May 25, 2013
Going for gold
It appears that a Golden Age is approaching that should make New York one of the great soccer cities in the world.
The announcement this week that Manchester City is teaming with the New York Yankees to start New York City Football Club is only part of the equation. The newly reborn New York Cosmos will kick off in August in the North American Soccer League, and the New York Red Bulls are off to as good a start as they’ve had in their history.
Yes, the Cosmos play in a lesser league, but don’t let that fool you. Their ambitions are major league, if not Major League Soccer. That is clearly evident by the plans for their stadium near Belmont Park.
Those plans and the struggles MLS has been having in advancing their plan for a soccer stadium in Flushing Meadow-Corona Park, probably led to this week’s announcement of the Man City-Yankees partnership.
Look at how the landscape has changed. All along MLS has said it would get a stadium deal done, then decide on an owner for the second New York team, which would start in 2016 -- an owner willing to spend not only a whopping $100 million for the franchise fee, but also the cost of building the stadium and starting a new soccer club.
Instead, they have announced the ownership, decided the team can play in a temporary venue for what will likely be two years, starting in 2015, then get a stadium deal done, perhaps somewhere other than Flushing.
Why? The league could not risk waiting for the Cosmos to have shovels in the ground on their stadium before getting their own deal done. It’s a smart move by the league, and might actually be a good one for soccer in the New York area.
We’re not sure the Cosmos have the same deep pockets behind them that NYC FC has with Sheik Mansour bin Zayed al-Nahyan of the United Arab Emirates, a member of Abu Dhabi's royal family, but the club clearly has deep pockets with its Saudi backing.
The Cosmos already have committed to putting $400,000 into the Mitchel Field Complex, making it their official training site. They are already a step ahead of the Red Bulls in that regard.
The sketches for their proposed 25,000-seat stadium and $400 million development at Belmont Park look absolutely fabulous, and if they indeed have the ability to get that project done, it’s no wonder MLS wanted to have it roots established with its second New York team.
As far as the Cosmos being in a second tier, well, even the league’s commissioner, Bill Peterson, in an interview with BigAppleSoccer.com earlier this year, said that status doesn’t hamper the league’s aspirations.
"We're comfortable with the designation," said Peterson. "And that's what it is, a designation from U.S. Soccer.

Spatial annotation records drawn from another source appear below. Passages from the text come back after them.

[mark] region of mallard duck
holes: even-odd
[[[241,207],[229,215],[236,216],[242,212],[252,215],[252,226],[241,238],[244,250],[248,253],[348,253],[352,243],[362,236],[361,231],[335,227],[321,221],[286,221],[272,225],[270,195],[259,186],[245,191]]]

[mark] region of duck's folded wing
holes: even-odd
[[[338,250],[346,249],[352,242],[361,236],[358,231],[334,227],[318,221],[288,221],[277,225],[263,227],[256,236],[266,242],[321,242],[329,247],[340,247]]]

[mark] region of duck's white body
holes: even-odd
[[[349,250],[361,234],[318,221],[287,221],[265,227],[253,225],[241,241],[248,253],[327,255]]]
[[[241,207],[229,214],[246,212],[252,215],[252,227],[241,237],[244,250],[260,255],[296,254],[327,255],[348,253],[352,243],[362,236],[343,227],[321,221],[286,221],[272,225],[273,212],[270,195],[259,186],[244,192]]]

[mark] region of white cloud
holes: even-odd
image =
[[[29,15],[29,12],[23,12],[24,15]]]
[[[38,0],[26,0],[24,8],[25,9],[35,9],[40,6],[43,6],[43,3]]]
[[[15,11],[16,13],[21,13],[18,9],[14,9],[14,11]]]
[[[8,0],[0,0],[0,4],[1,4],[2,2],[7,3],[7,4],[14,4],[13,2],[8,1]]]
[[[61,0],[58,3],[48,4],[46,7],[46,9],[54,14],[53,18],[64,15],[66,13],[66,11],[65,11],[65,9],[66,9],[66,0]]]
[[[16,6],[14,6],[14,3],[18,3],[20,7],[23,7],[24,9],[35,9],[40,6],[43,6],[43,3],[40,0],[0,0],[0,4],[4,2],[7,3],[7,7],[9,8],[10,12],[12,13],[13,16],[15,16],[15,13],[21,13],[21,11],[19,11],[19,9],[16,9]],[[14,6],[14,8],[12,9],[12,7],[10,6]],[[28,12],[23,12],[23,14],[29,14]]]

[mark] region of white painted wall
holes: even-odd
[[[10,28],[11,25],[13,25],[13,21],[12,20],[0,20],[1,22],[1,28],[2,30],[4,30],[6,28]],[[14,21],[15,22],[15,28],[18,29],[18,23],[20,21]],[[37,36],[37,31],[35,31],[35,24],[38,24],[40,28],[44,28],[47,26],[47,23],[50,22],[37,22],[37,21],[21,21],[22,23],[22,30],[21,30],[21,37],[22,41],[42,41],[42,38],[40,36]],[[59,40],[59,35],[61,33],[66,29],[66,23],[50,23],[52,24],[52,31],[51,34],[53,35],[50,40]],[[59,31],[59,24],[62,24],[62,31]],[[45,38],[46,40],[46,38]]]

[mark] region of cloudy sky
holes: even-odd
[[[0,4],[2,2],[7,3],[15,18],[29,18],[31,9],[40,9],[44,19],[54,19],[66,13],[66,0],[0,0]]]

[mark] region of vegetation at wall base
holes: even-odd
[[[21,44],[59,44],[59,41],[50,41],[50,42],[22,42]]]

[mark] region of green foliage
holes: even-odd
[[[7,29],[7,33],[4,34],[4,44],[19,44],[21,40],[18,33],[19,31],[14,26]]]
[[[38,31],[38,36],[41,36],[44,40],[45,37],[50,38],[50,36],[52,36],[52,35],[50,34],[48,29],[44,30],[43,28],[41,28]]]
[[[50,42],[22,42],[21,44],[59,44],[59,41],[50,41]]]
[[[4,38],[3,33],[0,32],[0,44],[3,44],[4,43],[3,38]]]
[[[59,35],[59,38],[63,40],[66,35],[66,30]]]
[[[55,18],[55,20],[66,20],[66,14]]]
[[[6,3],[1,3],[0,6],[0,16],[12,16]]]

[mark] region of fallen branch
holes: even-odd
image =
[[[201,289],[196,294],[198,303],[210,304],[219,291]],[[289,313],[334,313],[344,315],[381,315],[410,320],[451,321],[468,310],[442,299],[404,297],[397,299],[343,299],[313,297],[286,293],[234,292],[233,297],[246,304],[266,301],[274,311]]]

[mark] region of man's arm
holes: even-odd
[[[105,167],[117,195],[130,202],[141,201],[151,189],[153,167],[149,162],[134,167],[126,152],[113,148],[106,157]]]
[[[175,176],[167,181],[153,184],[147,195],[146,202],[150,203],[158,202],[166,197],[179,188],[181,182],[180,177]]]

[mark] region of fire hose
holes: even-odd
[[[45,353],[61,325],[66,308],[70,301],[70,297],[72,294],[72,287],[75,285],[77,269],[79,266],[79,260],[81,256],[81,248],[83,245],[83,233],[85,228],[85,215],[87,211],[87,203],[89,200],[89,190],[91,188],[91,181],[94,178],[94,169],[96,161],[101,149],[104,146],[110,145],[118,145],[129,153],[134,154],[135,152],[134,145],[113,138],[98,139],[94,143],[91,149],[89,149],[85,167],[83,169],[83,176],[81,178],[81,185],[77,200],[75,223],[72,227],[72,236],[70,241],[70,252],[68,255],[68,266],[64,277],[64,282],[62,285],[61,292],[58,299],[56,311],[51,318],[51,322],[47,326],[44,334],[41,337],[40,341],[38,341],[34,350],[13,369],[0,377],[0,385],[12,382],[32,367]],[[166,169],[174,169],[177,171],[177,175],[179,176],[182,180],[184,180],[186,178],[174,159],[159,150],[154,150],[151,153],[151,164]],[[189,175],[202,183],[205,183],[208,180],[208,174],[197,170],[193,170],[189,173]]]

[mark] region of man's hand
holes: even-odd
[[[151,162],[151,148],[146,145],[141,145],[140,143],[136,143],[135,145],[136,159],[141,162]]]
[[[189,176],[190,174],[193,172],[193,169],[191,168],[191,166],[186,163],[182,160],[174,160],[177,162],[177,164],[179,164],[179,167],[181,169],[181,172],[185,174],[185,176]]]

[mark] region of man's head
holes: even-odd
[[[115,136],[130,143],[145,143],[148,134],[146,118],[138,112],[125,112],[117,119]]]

We're comfortable with that designation. But that designation really doesn't limit us from being as good as we can possible be. We could have a stadium with 60,000 people in it and they can call us whatever they want, and we'll be ok with that.
"I understand from a traditional standpoint why they might do that. I understand why we are called second division now. What I want I want to make sure our people understand is that doesn’t limit us in any way from being successful."
The question is, is New York capable of and ready to support three professional soccer teams with big aspirations?
MLS Commissioner Don Garber perhaps answered that question with his response to whether the area can support two teams.
“There's more than enough people to be fans of both teams,” Garber said. “There's 19 and half million people in this region. We have lots of fans for the Red Bulls, but we don’t have 19 million fans, so I think there is more than enough people who can be either excited about being fans of both clubs or be converted from perhaps following another team from around the world to be a fan of one or both of those teams.
So look at what that means for New York soccer. You have the established Red Bulls, who certainly have not shied away from spending money on players, and who play in a jewel of a stadium in Harrison, NJ. You have the Yankees and Man City, who are tops in spending in their respective leagues and who know how to do things big time, and you have the Cosmos, who have the legacy and tradition of putting the best on the field playing in a league that seems to have world-class ambitions.
We’re embarking on a Golden Age of soccer indeed.